Ich sitze hier und lese Deine schönen Texte, ganz beseelt, und starte damit in einen wunderbaren Tag. Danke dafür!

Bernd - Neunkrichen
Vor 2 Monate

Hi Johanna
Ich stöbere gerade in deinen Berichten - und eine Stelle, sie ist schon über zwei Wochen her, ist mir besonders eingegangen: Miriam, vom Campingplatz, über die du sagtest, sie strahle aus "Ich weiß, wer ich bin!" ... und alle wollten von ihr gesehen werden
Wunderhübsch und eingehend dieser Eindruck

Liebe Grüße aus Neunkirchen - Bernd :-)

Carsten
Vor 2 Monate

Hi Johanna,
da schaue ich gerade seit langem wieder in deinen Blog und hab mich sehr gefreut auch drin aufzutauchen 😄
Es war echt mega cool dich zu treffen und Erlebnisse mit dir zu teilen. Echt toll jetzt auch noch mehr von dir lesen zu können.
Wir waren tatsächlich am Roche des Corbeaux!
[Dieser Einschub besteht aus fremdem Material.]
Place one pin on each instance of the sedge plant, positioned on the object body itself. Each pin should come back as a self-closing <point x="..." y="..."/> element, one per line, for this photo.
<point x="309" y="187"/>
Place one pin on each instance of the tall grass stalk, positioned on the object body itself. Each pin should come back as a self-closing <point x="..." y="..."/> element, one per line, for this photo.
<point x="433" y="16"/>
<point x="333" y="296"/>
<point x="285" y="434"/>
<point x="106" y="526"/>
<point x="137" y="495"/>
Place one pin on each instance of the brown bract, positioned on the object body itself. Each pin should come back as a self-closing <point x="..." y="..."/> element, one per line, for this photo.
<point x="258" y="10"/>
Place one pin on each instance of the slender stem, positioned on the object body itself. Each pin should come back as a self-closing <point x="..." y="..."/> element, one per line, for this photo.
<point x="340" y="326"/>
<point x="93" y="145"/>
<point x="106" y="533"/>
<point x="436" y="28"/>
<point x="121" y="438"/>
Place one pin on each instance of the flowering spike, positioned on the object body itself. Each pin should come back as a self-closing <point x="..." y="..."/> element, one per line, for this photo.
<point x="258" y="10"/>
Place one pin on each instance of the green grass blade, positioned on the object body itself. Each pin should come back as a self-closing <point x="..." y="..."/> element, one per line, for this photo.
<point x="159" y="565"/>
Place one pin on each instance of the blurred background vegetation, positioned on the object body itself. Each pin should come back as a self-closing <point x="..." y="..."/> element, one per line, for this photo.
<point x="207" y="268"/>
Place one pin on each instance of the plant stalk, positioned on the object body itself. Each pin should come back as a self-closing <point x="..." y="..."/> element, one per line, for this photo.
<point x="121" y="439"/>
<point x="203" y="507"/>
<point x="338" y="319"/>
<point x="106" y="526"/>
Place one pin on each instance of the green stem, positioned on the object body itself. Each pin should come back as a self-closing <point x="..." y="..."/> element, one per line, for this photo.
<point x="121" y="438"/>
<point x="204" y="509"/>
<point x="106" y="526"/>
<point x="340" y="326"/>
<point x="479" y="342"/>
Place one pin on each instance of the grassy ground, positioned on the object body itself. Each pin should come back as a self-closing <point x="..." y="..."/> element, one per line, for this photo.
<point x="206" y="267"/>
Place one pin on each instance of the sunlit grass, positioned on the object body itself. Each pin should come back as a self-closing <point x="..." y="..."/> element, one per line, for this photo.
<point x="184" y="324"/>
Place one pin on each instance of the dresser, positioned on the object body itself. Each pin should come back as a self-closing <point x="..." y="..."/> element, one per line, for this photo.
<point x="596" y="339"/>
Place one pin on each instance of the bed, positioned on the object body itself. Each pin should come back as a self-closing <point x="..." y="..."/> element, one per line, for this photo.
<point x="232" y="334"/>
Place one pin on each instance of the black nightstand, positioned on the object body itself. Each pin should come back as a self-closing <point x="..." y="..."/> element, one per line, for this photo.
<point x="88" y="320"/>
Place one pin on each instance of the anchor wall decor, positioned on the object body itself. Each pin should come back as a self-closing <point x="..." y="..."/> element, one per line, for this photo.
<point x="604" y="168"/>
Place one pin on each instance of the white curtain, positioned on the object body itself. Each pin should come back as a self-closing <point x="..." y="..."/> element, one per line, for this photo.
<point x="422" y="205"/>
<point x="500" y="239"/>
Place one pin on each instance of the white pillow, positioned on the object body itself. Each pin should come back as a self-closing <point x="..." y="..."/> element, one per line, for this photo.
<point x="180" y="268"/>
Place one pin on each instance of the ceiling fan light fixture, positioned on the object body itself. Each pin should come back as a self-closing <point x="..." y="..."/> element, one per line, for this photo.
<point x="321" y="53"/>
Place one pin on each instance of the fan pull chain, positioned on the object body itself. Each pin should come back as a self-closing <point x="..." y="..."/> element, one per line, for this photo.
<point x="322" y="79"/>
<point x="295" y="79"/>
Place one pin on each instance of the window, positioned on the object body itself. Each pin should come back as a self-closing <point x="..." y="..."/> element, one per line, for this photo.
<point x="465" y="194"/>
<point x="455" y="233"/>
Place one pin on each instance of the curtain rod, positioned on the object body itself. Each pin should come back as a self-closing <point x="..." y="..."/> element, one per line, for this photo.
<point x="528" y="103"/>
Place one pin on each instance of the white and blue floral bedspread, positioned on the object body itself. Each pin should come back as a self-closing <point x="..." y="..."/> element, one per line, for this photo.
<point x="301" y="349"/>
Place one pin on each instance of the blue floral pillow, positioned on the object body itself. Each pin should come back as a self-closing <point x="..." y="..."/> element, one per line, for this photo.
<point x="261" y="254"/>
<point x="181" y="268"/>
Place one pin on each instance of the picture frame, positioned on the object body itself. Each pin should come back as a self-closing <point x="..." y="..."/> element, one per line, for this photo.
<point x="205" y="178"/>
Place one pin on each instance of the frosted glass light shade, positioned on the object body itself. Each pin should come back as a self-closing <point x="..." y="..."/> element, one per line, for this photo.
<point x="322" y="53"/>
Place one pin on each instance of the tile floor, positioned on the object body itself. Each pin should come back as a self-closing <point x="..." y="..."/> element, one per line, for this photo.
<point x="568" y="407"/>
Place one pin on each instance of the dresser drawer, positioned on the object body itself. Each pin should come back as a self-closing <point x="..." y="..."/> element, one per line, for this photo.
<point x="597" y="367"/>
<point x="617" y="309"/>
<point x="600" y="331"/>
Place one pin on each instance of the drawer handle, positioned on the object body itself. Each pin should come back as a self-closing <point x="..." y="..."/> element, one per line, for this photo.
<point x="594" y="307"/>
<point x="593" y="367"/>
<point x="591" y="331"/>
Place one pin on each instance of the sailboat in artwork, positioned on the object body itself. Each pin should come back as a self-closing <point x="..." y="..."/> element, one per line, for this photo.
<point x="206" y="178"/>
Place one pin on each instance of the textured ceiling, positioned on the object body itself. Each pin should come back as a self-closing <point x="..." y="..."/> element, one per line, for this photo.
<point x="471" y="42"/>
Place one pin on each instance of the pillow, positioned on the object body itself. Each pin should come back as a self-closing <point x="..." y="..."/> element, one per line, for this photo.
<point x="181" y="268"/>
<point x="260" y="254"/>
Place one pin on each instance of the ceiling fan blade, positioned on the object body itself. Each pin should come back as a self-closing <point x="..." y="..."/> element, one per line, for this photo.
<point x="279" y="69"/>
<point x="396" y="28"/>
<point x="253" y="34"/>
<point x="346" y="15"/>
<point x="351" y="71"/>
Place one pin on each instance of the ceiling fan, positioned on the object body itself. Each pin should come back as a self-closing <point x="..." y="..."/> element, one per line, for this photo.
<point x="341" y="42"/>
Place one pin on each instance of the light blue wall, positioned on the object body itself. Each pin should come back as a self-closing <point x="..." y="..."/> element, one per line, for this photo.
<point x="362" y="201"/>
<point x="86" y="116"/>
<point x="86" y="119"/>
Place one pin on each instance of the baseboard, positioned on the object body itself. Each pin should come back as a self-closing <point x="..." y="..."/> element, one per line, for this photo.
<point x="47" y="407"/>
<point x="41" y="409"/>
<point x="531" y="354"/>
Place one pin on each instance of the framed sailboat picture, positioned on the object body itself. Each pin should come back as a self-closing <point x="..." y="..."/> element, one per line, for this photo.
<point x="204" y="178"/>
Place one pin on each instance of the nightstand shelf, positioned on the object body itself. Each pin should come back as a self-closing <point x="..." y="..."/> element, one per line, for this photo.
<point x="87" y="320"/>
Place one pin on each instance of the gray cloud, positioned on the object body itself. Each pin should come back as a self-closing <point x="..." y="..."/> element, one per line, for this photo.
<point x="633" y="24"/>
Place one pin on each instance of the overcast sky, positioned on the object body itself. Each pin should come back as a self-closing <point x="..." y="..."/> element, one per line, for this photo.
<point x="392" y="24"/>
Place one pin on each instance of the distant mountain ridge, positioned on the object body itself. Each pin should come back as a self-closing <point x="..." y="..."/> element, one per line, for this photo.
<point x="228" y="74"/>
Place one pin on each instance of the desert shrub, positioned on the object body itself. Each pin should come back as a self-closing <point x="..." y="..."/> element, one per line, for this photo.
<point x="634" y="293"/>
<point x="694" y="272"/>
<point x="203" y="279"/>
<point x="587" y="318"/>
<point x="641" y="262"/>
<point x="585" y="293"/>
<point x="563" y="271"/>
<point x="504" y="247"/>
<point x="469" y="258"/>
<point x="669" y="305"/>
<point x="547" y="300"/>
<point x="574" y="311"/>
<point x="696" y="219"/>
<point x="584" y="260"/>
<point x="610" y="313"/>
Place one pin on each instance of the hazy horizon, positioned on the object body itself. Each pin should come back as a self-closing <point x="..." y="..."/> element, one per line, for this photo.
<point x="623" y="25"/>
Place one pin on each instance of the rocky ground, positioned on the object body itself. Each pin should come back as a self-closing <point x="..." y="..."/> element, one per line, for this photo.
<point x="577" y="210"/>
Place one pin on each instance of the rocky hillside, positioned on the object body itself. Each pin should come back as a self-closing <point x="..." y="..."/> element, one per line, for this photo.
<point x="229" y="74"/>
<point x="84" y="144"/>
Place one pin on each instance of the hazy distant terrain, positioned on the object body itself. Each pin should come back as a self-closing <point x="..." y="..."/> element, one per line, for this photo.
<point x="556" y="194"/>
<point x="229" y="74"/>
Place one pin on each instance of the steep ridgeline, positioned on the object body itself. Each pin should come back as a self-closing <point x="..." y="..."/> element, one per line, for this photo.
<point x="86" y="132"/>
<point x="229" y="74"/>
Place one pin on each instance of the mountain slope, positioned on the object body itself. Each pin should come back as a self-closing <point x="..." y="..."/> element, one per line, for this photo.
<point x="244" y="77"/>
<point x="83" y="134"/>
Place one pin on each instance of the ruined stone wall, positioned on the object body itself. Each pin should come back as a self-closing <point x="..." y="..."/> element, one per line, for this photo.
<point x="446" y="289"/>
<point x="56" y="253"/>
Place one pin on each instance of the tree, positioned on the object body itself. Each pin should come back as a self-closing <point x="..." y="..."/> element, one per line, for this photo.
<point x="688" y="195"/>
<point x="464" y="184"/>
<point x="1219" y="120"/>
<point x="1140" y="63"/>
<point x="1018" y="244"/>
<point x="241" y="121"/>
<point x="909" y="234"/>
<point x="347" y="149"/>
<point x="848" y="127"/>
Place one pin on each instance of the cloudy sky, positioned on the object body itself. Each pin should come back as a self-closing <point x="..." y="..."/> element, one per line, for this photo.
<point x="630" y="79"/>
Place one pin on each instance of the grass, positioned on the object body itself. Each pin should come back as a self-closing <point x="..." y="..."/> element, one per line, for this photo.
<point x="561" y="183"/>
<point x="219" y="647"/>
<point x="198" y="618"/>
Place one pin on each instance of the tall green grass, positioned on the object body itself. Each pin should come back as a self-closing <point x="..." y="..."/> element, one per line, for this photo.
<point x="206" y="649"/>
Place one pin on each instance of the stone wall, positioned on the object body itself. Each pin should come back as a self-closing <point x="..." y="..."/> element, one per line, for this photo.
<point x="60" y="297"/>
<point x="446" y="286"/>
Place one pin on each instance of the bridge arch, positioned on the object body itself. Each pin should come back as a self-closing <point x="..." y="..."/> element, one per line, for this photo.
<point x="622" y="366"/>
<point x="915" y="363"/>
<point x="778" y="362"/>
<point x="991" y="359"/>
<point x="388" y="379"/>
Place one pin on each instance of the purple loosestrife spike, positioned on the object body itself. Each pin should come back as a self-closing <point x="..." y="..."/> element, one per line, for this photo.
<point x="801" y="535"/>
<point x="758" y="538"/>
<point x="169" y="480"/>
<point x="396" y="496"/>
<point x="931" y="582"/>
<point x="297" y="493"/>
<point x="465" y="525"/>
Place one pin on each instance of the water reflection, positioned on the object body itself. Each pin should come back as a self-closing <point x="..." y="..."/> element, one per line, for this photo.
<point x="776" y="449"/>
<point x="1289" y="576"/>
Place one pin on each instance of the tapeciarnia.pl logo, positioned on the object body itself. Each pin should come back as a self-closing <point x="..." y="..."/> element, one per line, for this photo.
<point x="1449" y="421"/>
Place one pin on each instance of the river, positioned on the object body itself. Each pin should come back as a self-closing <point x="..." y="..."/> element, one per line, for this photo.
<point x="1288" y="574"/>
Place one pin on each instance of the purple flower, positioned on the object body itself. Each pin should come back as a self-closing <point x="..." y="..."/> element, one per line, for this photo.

Das war echt ein super Spot und es war wundervoll dort im Freien zu schlafen und im Sonnenaufgang zu frühstücken.
Wir sind mittlerweile seit fast zwei Wochen wieder im Alltagstrott in Aachen, erinnern uns aber gerne zurück an die tolle Tour und die tolle Begegnung.
Ich wünsche dir noch viele weitere schöne Erlebnisse und dass du die Zeit weiterhin genießen kannst.